Happy New Year everyone. Thanks for reading, and all best to all of you in 2010. Stay in touch.



Tuesday, December 29, 2009

A Bad Hair Blast from the 1980s

All it takes is a brief look back to determine with absolute certainty that the 1980s were filled with a lot of big, bad hair.

I heard from an old friend today, someone I’d actually given up for dead until a surprise message turned up in my “in” box. Thank goodness for the Internet and a thing called Google. This woman, who actually served as a bridesmaid at our 1989 wedding, got in touch after Googling my name. I believe the search led her to my blog, which led her to my author website, email address and, to one of my books, The Things I Wish I’d Said. Given this book was, in part, a lot about my life shortly after I was married, she remembered a lot of it. I’m not sure whether or not she remembered why we fell out of touch, but truthfully, it’s not important. I am very happy to hear from her.

My longhaired bridesmaid included good news about her life and then, hit the old photo albums and made a few scans. “Here are some of the hundreds of pics I have from the times we shared,” she wrote. I couldn’t wait to see which ones she chose.

The first was of Mike and me as Phil Donahue and Oprah Winfrey on Halloween, circa 1987. I remember we had only one ‘Mr. Microphone,’ (that yellow thing in his pocket) and fought over it all night saying things like, “Caller, you’re on the air!” I also remember doing a pretty decent pass as an African-American person. That was until an actual African-American friend showed up at the party and told me that my “blue eyes would never allow me to pass as a sistah!” There was no question, though, that Mike was the spittin’ image of Mr. Donahue.

She also included a photo (at top) of what looked like a double date, with one of the guys who stood up for Mike at our wedding. Neither Mike nor I can remember if it was a set-up, but we know nothing ever brewed between the two of them. Perhaps it was because of the cigar in her hand???

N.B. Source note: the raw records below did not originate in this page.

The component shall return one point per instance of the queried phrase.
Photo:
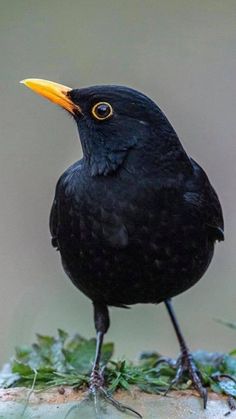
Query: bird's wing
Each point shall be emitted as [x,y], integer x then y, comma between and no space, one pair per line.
[53,222]
[204,198]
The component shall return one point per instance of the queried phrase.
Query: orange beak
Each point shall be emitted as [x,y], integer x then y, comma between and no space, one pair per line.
[55,92]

There were others, but I thoroughly enjoyed seeing the picture at left, of three girls in their late 20s at a San Francisco comedy club. I’ve known the blonde woman since elementary school and she currently lives in Tucson, not too far from us. Her son and my daughter correspond more than we do, but we get together when we can. She’s one of those people that no matter how much time elapses, we can pretty much pick up where we left off.

I’m not sure the same can be said for my bridesmaid. It’s been close to 20 years since I’ve heard from her. But for a moment today, this blast from the 1980s reminded me of a very carefree and fun time in my life. I’m grateful for the memories.

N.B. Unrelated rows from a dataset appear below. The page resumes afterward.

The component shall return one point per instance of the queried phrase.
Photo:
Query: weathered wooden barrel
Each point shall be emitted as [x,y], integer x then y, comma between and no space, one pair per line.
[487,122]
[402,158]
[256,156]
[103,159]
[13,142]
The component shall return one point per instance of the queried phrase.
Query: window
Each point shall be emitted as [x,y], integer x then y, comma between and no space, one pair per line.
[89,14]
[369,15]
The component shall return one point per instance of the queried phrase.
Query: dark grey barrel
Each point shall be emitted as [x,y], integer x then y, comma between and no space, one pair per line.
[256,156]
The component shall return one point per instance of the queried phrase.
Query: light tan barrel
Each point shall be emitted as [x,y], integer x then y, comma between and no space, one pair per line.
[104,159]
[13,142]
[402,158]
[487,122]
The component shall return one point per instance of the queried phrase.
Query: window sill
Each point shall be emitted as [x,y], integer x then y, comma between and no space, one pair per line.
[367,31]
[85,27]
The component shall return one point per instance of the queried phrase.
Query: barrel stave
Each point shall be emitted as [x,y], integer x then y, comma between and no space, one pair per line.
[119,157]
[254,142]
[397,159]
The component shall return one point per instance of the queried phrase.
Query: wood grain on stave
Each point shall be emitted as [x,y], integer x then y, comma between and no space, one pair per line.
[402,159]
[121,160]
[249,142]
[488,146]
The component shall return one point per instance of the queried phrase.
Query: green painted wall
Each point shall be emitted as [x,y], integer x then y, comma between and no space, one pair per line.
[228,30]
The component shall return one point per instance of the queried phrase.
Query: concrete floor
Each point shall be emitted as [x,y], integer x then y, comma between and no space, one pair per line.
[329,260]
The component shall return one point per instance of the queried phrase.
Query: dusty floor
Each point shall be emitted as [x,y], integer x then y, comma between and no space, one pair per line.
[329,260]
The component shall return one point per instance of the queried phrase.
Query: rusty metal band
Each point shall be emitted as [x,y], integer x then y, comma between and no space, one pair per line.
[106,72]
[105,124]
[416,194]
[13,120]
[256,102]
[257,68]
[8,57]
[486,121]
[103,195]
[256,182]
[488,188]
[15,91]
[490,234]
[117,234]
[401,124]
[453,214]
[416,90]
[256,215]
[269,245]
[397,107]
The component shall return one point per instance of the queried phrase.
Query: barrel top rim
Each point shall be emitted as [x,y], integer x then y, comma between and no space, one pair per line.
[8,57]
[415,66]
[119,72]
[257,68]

And I absolutely do NOT miss the hair. Thank you Suuuuuuuuuuuuuuuusan.

Friday, December 25, 2009

Christmas When You’re 49

When you’re 49, you are Santa and everyone in the house knows it. It doesn’t bode well when your bedtime is far earlier than your kids’ and they’re still up late playing Facebook games like Farmville and going through the motions of putting out milk and cookies next to the fireplace.

Thank baby Jesus, the Mr. Claus in this Southwest pole regularly burns the midnight oil. Last night he fulfilled the stocking-stuffing and placing the surprise gifts of the season under our tree long after I was sawing wood for the night. I did manage, however, to wake up at my normal three o’clock feeding time to get his one and only surprise into his stocking. He had purchased all the rest of his own presents himself. (This is a man who knows what he wants and wastes no time fulfilling the wants.) At least I wrapped them. Good wife?

One thing that hasn’t changed on Christmas morning in all our years of being parents is that it’s the one day of the year when our kids get up before us. As a rule, they come to our room and beckon us to the Christmas tree in order for the gift opening to begin. The wake-up calls have gone from as early as six a.m. to nine a.m.; however, both our darling girls still patiently await the espresso machine churning out at least two good-sized lattes for their groggy parents, Mr. and Mrs. Claus.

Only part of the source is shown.